Retrospective study of prospectively collected data performed at a single tertiary paediatric institution over a 16.5 year period. A total of 1000 consecutive patients, aged <18 years, were reviewed who underwent native renal biopsy. All biopsies were performed within the Interventional Radiology Department. All patients had renal disease requiring a renal biopsy for diagnosis. Outcome measures include technical success, early and late complications and the adequacy of histological samples. In addition, age, body weight, glomeruli number, histological data, number of cores, size of the biopsy needle, use of co-axial needle and the rate of tract embolisation/plugging were recorded.

Results:

From September 1999 to April 2016, 1000 patients (mean age: 10.07 years +/- 4.65; range 0.14 – 18.0 years) underwent native renal biopsy. One hundred ninety-one patients were <5 years of age. Nine hundred forty-six patients (94.6%) had a biopsy of the right kidney, 53 patients (5.3%) had a biopsy of the left kidney and 1 patient (0.1%) had a biopsy of a horseshoe kidney.

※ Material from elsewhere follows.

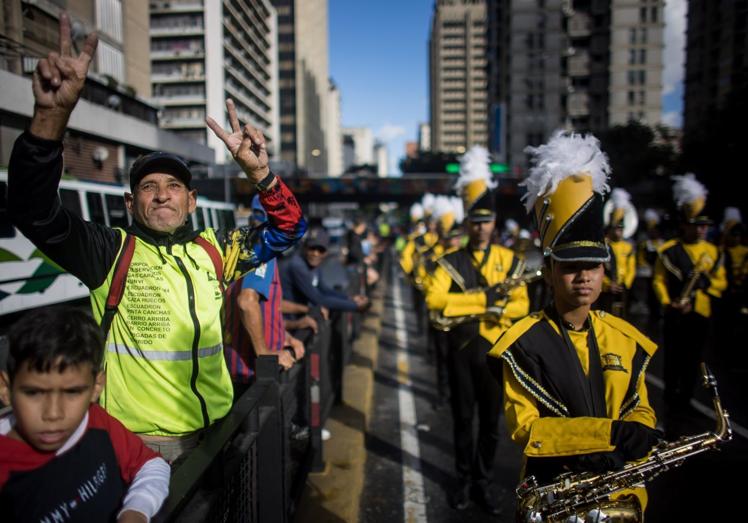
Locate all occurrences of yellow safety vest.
[91,229,233,436]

Five hundred fifteen patients were female (51.5%). Seven hundred sixty-nine patients (76.9%) had the procedure performed under general anaesthetic and 227 of patients (22.7%) had the procedure performed under local anaesthetic (+/- sedation/Entonox). Mean number of passes of the core biopsy needle through the renal capsule was 2.7. A 16 gauge core biopsy needle was used in 100% of the patients. 81.9% of the patients had three or less passes of the biopsy needle though the renal capsule. The overall complication rate was 2.6% (n= 26). 1.2% (n= 12) of patients had a non- diagnostic biopsy.

Fifty-five patients underwent a post biopsy ultrasound due to clinical concerns. Twenty patients developed perinephric haematoma (19 were treated conservatively; one underwent embolisation and subsequent nephrectomy). Four patients developed arteriovenous fistulas. Two patients developed post procedure infections (one at the skin site and one a perinephric collection).

Histology results were reviewed in all patients. The mean number of glomeruli obtained was 26.97 (range 2-87). Glomerulonephritis was the most common histological diagnosis (n=464; 46.4%)

Conclusion:

Renal biopsy is an extremely useful diagnostic tool for renal disease. There is no published data of this size assessing the outcome of native renal biopsies in the paediatric population.